O que foi encontrado nas estruturas de madeira de Kalambo?
O achado central apareceu em Kalambo Falls, na atual Zâmbia: um tronco superior repousava transversalmente sobre outro, preso por um entalhe intencional. A peça de cima preservada mede mais de 1,4 metro e mostra marcas compatíveis com ferramentas de pedra.
O encaixe importa porque não se trata apenas de um galho afiado ou de uma lança. Pesquisadores identificaram duas peças combinadas para formar uma unidade estrutural, algo que sugere planejamento prévio e controle da madeira como material de construção, mesmo sem sabermos exatamente o formato final.

Como os pesquisadores sabem que o encaixe foi feito de propósito?
As superfícies preservam cortes, raspagens e marcas de impacto.
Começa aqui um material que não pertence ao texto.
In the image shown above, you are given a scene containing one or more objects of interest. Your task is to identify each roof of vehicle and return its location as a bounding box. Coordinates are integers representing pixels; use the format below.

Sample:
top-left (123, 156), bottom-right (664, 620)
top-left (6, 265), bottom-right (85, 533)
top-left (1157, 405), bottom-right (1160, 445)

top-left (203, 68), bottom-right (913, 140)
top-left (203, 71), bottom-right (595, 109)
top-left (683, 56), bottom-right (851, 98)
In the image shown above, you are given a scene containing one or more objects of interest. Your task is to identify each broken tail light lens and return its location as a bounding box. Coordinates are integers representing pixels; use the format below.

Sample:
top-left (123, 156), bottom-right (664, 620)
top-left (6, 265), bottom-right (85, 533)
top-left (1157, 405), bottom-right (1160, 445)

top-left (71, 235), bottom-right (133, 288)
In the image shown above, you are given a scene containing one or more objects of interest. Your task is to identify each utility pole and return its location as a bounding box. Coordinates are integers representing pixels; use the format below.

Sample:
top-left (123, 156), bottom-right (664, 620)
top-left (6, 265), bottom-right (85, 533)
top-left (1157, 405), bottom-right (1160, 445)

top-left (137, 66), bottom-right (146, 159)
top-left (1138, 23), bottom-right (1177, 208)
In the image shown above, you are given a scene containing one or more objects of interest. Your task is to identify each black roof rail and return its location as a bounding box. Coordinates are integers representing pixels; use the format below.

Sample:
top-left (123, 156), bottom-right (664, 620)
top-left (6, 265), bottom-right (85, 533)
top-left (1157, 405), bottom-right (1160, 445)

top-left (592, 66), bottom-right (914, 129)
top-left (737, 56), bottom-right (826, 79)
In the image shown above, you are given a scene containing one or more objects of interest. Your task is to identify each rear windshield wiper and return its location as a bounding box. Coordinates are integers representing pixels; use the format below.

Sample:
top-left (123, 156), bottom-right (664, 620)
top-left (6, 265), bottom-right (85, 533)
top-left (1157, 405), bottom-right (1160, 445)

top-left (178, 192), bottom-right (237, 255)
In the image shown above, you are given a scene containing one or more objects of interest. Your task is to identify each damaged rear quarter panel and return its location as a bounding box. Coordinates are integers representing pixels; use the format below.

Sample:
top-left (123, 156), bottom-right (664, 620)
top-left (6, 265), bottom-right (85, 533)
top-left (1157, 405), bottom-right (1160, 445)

Experimentos descritos pela Universidade de Liège reproduziram sinais semelhantes ao trabalhar madeira com ferramentas de pedra, enquanto a abrasão da água não criou marcas equivalentes às observadas no material arqueológico.
A forma do entalhe também reforça a interpretação: ele foi aberto justamente onde os troncos se cruzam. Os elementos que sustentam essa interpretação são claros:
- Entalhe transversal: a cavidade recebe o tronco inferior e reduz o deslizamento entre as peças.
- Marcas de corte: estrias e facetas aparecem em áreas associadas ao trabalho deliberado da madeira.
- Ferramentas de pedra: artefatos acheulenses estavam no mesmo contexto dos objetos mais antigos.
- Experimentos de réplica: golpes com pedra produziram padrões comparáveis aos preservados nos troncos.
Como foi possível datar madeira tão antiga?
Madeira desse período normalmente desaparece, mas o material ficou em sedimentos encharcados, com pouco contato com condições que favorecem a decomposição. A equipe usou datação por luminescência, técnica que estima quando minerais ao redor do objeto foram expostos à luz pela última vez.
A Universidade de Liverpool informa que o conjunto estrutural foi datado em pelo menos 476 mil anos. Outros objetos de madeira encontrados no local pertencem a fases posteriores, mostrando que a matéria-prima continuou sendo trabalhada por muito tempo.

Para que serviam aqueles troncos encaixados?
O formato completo não sobreviveu, por isso a função exata permanece aberta. A hipótese mais cautelosa é que os troncos integravam uma plataforma, base ou passagem construída em terreno úmido. O encaixe faria sentido em algo que precisasse ficar firme apesar do peso e da água.
Essa possibilidade muda a imagem de grupos humanos sempre em movimento e usando madeira apenas como ferramenta portátil. Construir uma superfície elevada exigiria escolher troncos, cortá-los e combiná-los, sequência que envolve antecipar o resultado antes de iniciar o trabalho.
Por que o achado muda a visão sobre humanos anteriores ao Homo sapiens?
A idade coloca a estrutura muito antes do surgimento de nossa espécie. Isso significa que outros homininos já eram capazes de transformar troncos grandes em componentes combinados, e não apenas aproveitar madeira em lanças, varas ou objetos isolados de uso imediato.
O ponto mais forte não é imaginar uma casa completa que não foi encontrada, mas reconhecer uma capacidade demonstrável: planejar um encaixe estrutural e executá-lo com ferramentas de pedra. Em Kalambo, dois troncos preservaram uma parte rara da engenharia humana que quase sempre apodrece antes de chegar aos arqueólogos.